Voting has begun in France on July 7 in pivotal runoff elections that could hand a historic victory to Marine Le Pen’s far-right National Rally and its inward-looking, anti-immigrant vision — or produce a hung parliament and years of political deadlock.

French President Emmanuel Macron took a huge gamble in dissolving parliament and calling for the elections after his centrists were trounced in European elections on June 9.

The snap elections in this nuclear-armed nation will influence the war in Ukraine, global diplomacy and Europe’s economic stability, and they’re almost certain to undercut President Emmanuel Macron for the remaining three years of his presidency.

The first round on June 30 saw the largest gains ever for the anti-immigration, nationalist National Rally, led by Marine Le Pen.

Sunday’s vote determines which party controls the National Assembly and who will be prime minister. If support is further eroded for Macron’s weak centrist majority, he will be forced to share power with parties opposed to most of his pro-business, pro-European Union policies.

Racism and antisemitism have marred the electoral campaign, along with Russian cybercampaigns, and more than 50 candidates reported being physically attacked — highly unusual for France. The government is deploying 30,000 police on voting day.

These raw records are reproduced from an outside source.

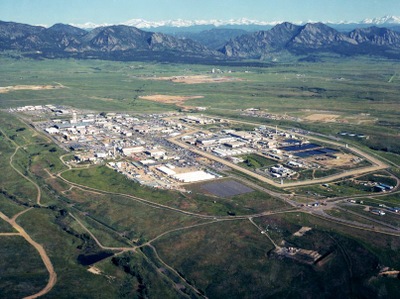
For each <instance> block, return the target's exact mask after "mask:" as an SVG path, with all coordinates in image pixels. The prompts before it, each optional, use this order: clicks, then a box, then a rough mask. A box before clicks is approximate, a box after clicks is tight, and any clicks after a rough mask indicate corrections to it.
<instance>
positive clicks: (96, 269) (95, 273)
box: [88, 266, 101, 275]
mask: <svg viewBox="0 0 400 299" xmlns="http://www.w3.org/2000/svg"><path fill="white" fill-rule="evenodd" d="M88 271H89V272H90V273H93V274H96V275H100V274H101V271H100V269H99V268H97V267H94V266H91V267H89V269H88Z"/></svg>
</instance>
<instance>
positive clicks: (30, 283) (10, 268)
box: [0, 236, 48, 298]
mask: <svg viewBox="0 0 400 299" xmlns="http://www.w3.org/2000/svg"><path fill="white" fill-rule="evenodd" d="M0 244H1V246H0V256H1V259H0V269H1V275H0V297H2V298H22V297H25V296H28V295H31V294H34V293H36V292H38V291H40V290H41V289H42V288H43V287H44V286H45V285H46V283H47V278H48V275H47V272H46V269H45V268H44V266H43V262H42V260H41V259H40V256H39V254H38V253H37V252H36V250H35V249H33V248H32V247H31V246H30V245H29V244H28V243H27V242H26V241H25V240H24V239H23V238H22V237H19V236H12V237H2V236H0Z"/></svg>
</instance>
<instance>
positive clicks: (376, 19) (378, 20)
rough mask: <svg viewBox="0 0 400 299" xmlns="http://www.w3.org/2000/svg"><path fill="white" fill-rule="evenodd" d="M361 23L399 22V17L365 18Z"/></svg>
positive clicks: (371, 24) (394, 16)
mask: <svg viewBox="0 0 400 299" xmlns="http://www.w3.org/2000/svg"><path fill="white" fill-rule="evenodd" d="M361 24H371V25H383V24H400V17H396V16H384V17H382V18H373V19H365V20H363V21H361Z"/></svg>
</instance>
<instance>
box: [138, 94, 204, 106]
mask: <svg viewBox="0 0 400 299" xmlns="http://www.w3.org/2000/svg"><path fill="white" fill-rule="evenodd" d="M202 98H204V97H203V96H174V95H165V94H155V95H148V96H141V97H140V99H143V100H148V101H153V102H158V103H163V104H181V103H183V102H185V101H187V100H193V99H202Z"/></svg>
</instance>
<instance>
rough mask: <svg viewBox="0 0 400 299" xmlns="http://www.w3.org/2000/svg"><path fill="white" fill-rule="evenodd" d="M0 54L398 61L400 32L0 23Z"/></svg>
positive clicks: (192, 59)
mask: <svg viewBox="0 0 400 299" xmlns="http://www.w3.org/2000/svg"><path fill="white" fill-rule="evenodd" d="M0 50H1V51H14V52H15V51H17V52H20V53H22V54H23V55H25V56H30V57H37V58H40V57H47V58H58V57H76V58H99V59H111V60H158V61H183V62H204V61H210V60H211V61H231V60H235V61H236V60H242V59H258V60H263V61H265V60H269V59H273V58H274V57H277V56H279V55H280V54H282V53H289V54H291V55H295V56H296V55H297V56H302V57H304V56H309V55H316V54H319V53H335V54H339V55H345V56H352V55H377V56H385V57H390V58H396V59H400V33H399V32H396V31H394V30H391V29H388V28H382V27H376V26H372V27H367V28H357V29H354V30H352V31H350V32H341V31H338V30H336V29H334V28H332V27H330V26H328V25H326V24H322V23H307V24H304V25H295V24H292V23H288V22H284V23H281V24H278V25H275V26H274V27H272V28H271V29H269V30H258V31H255V32H248V31H245V30H241V29H233V28H211V29H209V30H205V31H201V32H197V33H193V32H192V33H180V34H175V35H169V34H165V33H159V32H149V31H144V30H141V29H139V28H136V27H133V26H127V25H112V26H104V27H97V28H94V29H92V30H90V31H87V30H84V29H81V28H77V27H74V26H71V25H64V24H55V25H53V26H51V27H49V28H45V27H42V26H31V25H26V24H19V23H14V22H2V21H0Z"/></svg>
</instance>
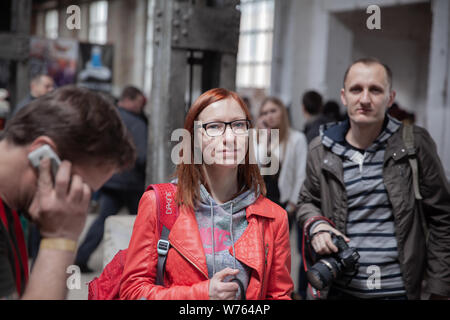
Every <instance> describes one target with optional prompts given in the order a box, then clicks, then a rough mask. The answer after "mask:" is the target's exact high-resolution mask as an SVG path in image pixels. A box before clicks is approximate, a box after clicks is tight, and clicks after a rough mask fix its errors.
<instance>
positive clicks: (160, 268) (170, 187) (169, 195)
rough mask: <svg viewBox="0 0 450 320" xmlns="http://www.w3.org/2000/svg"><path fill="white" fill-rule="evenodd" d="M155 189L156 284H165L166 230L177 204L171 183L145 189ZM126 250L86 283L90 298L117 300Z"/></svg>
mask: <svg viewBox="0 0 450 320" xmlns="http://www.w3.org/2000/svg"><path fill="white" fill-rule="evenodd" d="M148 190H154V191H155V195H156V205H157V213H158V215H157V217H158V232H159V236H160V239H159V241H158V245H157V248H158V265H157V274H156V284H157V285H163V284H164V267H165V263H166V257H167V252H168V251H169V248H170V243H169V241H168V239H169V233H170V229H171V228H172V226H173V224H174V223H175V221H176V219H177V217H178V207H177V205H176V203H175V193H176V186H175V185H174V184H172V183H162V184H152V185H150V186H148V188H147V190H146V191H148ZM127 251H128V249H124V250H120V251H119V252H117V253H116V255H115V256H114V258H113V259H112V260H111V262H110V263H108V265H107V266H106V267H105V269H104V270H103V272H102V274H101V275H100V277H96V278H94V280H92V281H91V282H89V295H88V299H89V300H118V299H119V290H120V279H121V277H122V273H123V268H124V265H125V259H126V255H127Z"/></svg>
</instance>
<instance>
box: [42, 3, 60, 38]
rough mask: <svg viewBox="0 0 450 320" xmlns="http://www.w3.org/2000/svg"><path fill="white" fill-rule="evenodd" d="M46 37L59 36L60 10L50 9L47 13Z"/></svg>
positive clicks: (56, 36) (45, 21)
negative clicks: (58, 23)
mask: <svg viewBox="0 0 450 320" xmlns="http://www.w3.org/2000/svg"><path fill="white" fill-rule="evenodd" d="M44 24H45V37H47V38H49V39H56V38H57V37H58V10H56V9H54V10H49V11H47V12H46V13H45V21H44Z"/></svg>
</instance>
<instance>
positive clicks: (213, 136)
mask: <svg viewBox="0 0 450 320" xmlns="http://www.w3.org/2000/svg"><path fill="white" fill-rule="evenodd" d="M238 121H245V122H246V123H247V132H246V133H243V134H236V133H235V132H234V130H233V123H235V122H238ZM211 123H220V124H224V125H225V126H224V127H223V131H222V133H221V134H219V135H217V136H211V135H209V134H208V131H207V130H206V126H207V125H209V124H211ZM228 125H229V126H230V128H231V131H232V132H233V134H235V135H238V136H243V135H245V134H247V133H248V130H249V129H250V125H251V122H250V120H248V119H237V120H233V121H229V122H226V121H211V122H208V123H205V124H202V128H203V129H204V130H205V133H206V134H207V136H208V137H211V138H215V137H220V136H223V134H224V133H225V131H226V130H227V126H228Z"/></svg>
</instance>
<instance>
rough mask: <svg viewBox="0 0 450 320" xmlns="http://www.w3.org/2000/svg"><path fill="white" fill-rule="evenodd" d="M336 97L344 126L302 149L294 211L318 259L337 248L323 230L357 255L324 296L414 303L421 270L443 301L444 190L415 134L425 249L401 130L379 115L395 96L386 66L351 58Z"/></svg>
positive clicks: (446, 209)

The heightened tensions come while France is celebrating a very special summer: Paris is about to host exceptionally ambitious Olympic Games, the national soccer team reached the semifinal of the Euro 2024 championship, and the Tour de France is racing around the country alongside the Olympic torch.

Meanwhile, 49 million voters are in the midst of the country’s most important elections in decades.

France could have its first far-right government since the Nazi occupation in World War II if the National Rally wins an absolute majority and its 28-year-old leader Jordan Bardella becomes prime minister. The party came out on top in the previous week’s first-round voting, followed by a coalition of center-left, hard-left and Green parties, and Macron’s centrist alliance.

The outcome remains highly uncertain. Polls between the two rounds suggest that the National Rally may win the most seats in the 577-seat National Assembly but fall short of the 289 seats needed for a majority. That would still make history, if a party with historic links to xenophobia and downplaying the Holocaust, and long seen as a pariah, becomes France’s biggest political force.

If it wins the majority, Macron would be forced to share power in an awkward arrangement known in France as “cohabitation.”

Another possibility is that no party has a majority, resulting in a hung parliament. That could prompt Macron to pursue coalition negotiations with the center-left or name a technocratic government with no political affiliations.

Both would be unprecedented for modern France, and make it more difficult for the European Union’s No. 2 economy to make bold decisions on arming Ukraine, reforming labor laws or reducing its huge deficit. Financial markets have been jittery since Macron surprised even his closest allies in June by announcing snap elections after the National Rally won the most seats for France in European Parliament elections.

Many French voters, especially in small towns and rural areas, are frustrated with low incomes and a Paris political leadership seen as elitist and unconcerned with workers’ day-to-day struggles. National Rally has connected with those voters, often by blaming immigration for France’s problems, and has built up broad and deep support over the past decade.

Le Pen has softened many of the party’s positions — she no longer calls for quitting NATO and the EU — to make it more electable. But the party’s core far-right values remain. It wants a referendum on whether being born in France is enough to merit citizenship, to curb rights of dual citizens, and give police more freedom to use weapons.

The second-round voting began Saturday in France’s overseas territories from the South Pacific to the Caribbean, Indian Ocean and North Atlantic. The elections wrap up Sunday at 8 p.m. (1800 GMT) in mainland France. Initial polling projections are expected Sunday night, with early official results expected late Sunday and early Monday.

Regardless of what happens, Macron said he won’t step down and will stay president until his term ends in 2027.